En el trabajo: un equipo que ignora los pequeños errores comienza a tolerar fallas más grandes.
En salud: negociar síntomas de luz puede conducir a problemas más graves (y costosos) en el futuro.
Por qué «reparaciones pequeñas» evitan problemas importantes
Evitar que la situación empeore
Una pequeña infiltración puede convertirse en un agujero en el techo. Un mosaico de fiesta puede significar agua acumulada y moldear.
Mantener la disciplina y el cuidado
Al resolver pronto, Manténs es un patrón de pedido que se aplica a todas las áreas.
Desalentar los comportamientos no deseados
En el espacio público, las calles limpias y bien arregladas impulsan el vandalismo y la basura. En el hogar, un entorno organizado evita la acumulación de vías.
Ahorre dinero a largo plazo
Repare temprano, cuesta mucho menos que corregir un problema agravado.
La experiencia de Nueva York
En la década de 1990, el jefe de policía William Bratton aplicó esta teoría radicalmente: luchó contra delitos menores como un boleto metropolitano y vandalismo. El resultado? Una fuerte caída en las tasas de criminalidad, según estadísticas de la altura. Aunque hay críticas sobre si se trataba solo de teoría u otros factores, el caso se hizo famoso como ejemplo que el cuidado de los pequeños ayuda a evitar el grande.

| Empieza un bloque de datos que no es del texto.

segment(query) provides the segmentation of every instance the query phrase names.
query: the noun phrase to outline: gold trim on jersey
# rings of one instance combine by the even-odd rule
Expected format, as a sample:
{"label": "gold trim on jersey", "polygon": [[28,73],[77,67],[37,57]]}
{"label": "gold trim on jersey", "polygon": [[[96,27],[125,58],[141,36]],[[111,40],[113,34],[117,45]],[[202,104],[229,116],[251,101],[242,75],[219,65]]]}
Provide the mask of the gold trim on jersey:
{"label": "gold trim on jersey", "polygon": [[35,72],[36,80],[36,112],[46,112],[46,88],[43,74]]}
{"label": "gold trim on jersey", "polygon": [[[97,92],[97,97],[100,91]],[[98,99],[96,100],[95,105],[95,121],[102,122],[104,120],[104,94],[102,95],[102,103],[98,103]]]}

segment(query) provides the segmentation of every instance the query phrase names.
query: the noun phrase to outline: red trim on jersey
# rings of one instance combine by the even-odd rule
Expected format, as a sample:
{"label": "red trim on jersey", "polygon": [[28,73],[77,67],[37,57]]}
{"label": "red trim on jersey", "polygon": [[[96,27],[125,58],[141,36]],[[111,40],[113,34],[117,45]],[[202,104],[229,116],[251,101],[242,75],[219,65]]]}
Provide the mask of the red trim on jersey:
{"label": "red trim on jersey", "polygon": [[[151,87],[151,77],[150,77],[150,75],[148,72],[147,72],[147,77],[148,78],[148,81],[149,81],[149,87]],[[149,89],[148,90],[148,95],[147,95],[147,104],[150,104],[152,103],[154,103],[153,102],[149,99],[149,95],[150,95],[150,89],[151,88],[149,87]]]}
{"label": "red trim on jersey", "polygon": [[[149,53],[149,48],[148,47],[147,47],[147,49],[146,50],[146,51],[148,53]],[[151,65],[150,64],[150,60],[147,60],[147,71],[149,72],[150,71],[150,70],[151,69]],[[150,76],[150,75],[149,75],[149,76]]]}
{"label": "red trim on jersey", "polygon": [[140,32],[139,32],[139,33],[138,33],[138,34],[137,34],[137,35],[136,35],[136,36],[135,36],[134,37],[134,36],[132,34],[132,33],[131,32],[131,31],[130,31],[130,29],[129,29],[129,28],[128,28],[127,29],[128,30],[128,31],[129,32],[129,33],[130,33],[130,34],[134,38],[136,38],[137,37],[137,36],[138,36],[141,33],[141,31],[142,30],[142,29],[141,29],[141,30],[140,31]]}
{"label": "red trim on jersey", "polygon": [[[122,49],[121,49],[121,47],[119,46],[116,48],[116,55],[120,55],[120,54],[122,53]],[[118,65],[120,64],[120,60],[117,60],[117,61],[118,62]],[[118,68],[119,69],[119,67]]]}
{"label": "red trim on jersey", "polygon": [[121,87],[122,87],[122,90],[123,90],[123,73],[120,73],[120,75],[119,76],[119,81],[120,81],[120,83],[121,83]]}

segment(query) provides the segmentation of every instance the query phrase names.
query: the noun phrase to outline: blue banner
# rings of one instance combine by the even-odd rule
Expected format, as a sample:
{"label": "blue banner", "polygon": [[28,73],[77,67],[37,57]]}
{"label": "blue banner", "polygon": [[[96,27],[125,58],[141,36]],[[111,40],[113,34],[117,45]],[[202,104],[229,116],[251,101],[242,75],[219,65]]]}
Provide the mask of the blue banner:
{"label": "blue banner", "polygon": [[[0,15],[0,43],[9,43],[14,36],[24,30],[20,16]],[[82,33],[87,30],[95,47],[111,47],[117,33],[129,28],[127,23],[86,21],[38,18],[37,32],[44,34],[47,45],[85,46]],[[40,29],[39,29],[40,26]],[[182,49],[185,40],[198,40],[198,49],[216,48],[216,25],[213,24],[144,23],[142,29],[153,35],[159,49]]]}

Cómo aplicar la «regla de ventana inicial» en su vida diaria


No agregue reparaciones simples. Entonces, cuanto más rápido resuelva, menos espacio para los problemas.
Sigue limpiando y organización en casa, en el automóvil, en el trabajo.
Crea patrones de cuidado si cuidas las pequeñas cosas, se extiende a las grandes.
También aplica la idea a las relaciones para resolver pequeños malentendidos antes de que crezcan, evite las principales discusiones.
La teoría de las ventanas rotas muestra que el cuidado de los detalles marca la diferencia. Una ventana de salida no es solo un vidrio agrietado es un símbolo. En la vida, al igual que en una ciudad, los pequeños problemas ignorados son el terreno fértil para mayores problemas. Organizar, limpiar y organizar … antes de que la «ventana salida» se convierta en una puerta abierta para el caos.